While perusing the Wikipedia entry on the subject of “castle”, I came upon this bit:
“A garrison was usually commanded by a constable whose peace-time role would have been looking after the castle in the owner’s absence. Under him would have been knights who by benefit of their military training would have acted as a type of officer class. Below them were archers and bowmen, whose role was to prevent the enemy reaching the walls as can be seen by the positioning of arrowslits.”
(bolding mine)
What, exactly, is the difference between an “archer” and a “bowman”? Bows vs. crossbows?
There may be a real difference, I don’t know, but I would not put to much evidential weight on what might be indirectly inferred from a turn of phrase in Wikipedia. Maybe some editor wrote “archers”, another “corrected” it to “bowmen”, that was reverted (and so on), until, eventually, in order to end an edit war, both words were allowed to stand.
I’m not sure there really is a strictly defined semantic distinction, but I’d guess the contextual difference would be something like: an archer is any dude who may be called upon to pick up a bow to defend his town/castle (and may or may not have prior experience as a hunter); whereas a bowman would be a professional war archer (i.e. has a bow meant to punch through some armour rather than the pelt of a wolf, may have armour of his own, has prior experience etc.)
I shouldn’t think it’s a bow/crossbow difference, since a crossbowman is called… yes.

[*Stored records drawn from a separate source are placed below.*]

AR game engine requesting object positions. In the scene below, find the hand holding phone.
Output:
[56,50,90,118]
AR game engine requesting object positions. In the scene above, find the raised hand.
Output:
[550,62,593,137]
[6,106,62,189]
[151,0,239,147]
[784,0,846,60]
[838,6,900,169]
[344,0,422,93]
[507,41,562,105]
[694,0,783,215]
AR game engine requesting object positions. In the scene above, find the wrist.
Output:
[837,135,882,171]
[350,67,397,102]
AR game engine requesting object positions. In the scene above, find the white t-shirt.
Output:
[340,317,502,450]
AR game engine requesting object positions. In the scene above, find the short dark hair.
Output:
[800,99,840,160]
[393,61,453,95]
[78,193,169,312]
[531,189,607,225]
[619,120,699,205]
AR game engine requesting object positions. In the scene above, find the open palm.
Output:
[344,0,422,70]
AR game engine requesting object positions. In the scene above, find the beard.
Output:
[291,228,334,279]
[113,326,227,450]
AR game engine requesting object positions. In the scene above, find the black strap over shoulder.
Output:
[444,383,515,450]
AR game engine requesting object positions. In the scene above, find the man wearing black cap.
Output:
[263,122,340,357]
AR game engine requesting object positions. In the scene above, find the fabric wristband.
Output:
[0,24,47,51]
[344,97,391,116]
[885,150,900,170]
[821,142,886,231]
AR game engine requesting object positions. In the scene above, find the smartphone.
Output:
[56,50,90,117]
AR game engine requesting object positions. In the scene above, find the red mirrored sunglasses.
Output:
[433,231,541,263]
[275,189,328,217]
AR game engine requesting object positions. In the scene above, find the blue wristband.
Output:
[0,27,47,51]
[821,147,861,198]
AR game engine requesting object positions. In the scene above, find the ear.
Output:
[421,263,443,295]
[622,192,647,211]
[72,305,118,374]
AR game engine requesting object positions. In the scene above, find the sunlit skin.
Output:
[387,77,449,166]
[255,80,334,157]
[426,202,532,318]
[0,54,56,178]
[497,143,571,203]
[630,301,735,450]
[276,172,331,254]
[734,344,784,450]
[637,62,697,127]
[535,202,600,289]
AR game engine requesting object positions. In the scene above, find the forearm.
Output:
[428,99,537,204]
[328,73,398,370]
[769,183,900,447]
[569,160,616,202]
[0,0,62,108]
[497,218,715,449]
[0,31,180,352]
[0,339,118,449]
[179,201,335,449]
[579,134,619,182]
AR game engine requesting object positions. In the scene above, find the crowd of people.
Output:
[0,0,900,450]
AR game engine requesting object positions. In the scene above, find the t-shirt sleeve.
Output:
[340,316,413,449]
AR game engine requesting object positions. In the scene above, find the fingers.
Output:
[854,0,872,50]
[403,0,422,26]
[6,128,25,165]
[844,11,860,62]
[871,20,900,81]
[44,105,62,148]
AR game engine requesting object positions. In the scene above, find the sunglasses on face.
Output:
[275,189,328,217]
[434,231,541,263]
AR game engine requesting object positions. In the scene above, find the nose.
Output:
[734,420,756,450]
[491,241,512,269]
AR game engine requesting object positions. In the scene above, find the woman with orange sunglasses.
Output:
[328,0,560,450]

That’s only really true from the late 13th century onwards (formally mandated Sunday practice was introduced in ~1360 or so), or put it simply the Hundred Years War - but “medieval England” started either in 476 or 1066 depending on who you ask :), and castles started springing up around the 10th.
And even then, I expect there still existed a non-negligible skill (and equipment) difference between a yeoman who did his weekly 3 hours from Mass to lunch and an honest-to-goodness man-at-arms who did nothing *but *train whenever there wasn’t a war going on (there was always a war going on :o).
Two arrows? Even in medieval times, were arrows that hard to make? With two (or even four) arrows, you’d never get very good. Shoot your two arrows 200 yards. Trudge 200 yards down range and spend 20 minutes looking for them. Trudge 200 yards back. Rinse, repeat.
Seems like it would be like going to a driving range and being given a bucket with four balls in it.
No - but Tony Hancock did do a soap-opera parody episode in his show called 'The Bowmans’. Interesting, he did it in his TV series, but ‘The Bowmans’ was played as a radio show (as The Archers was, and still is).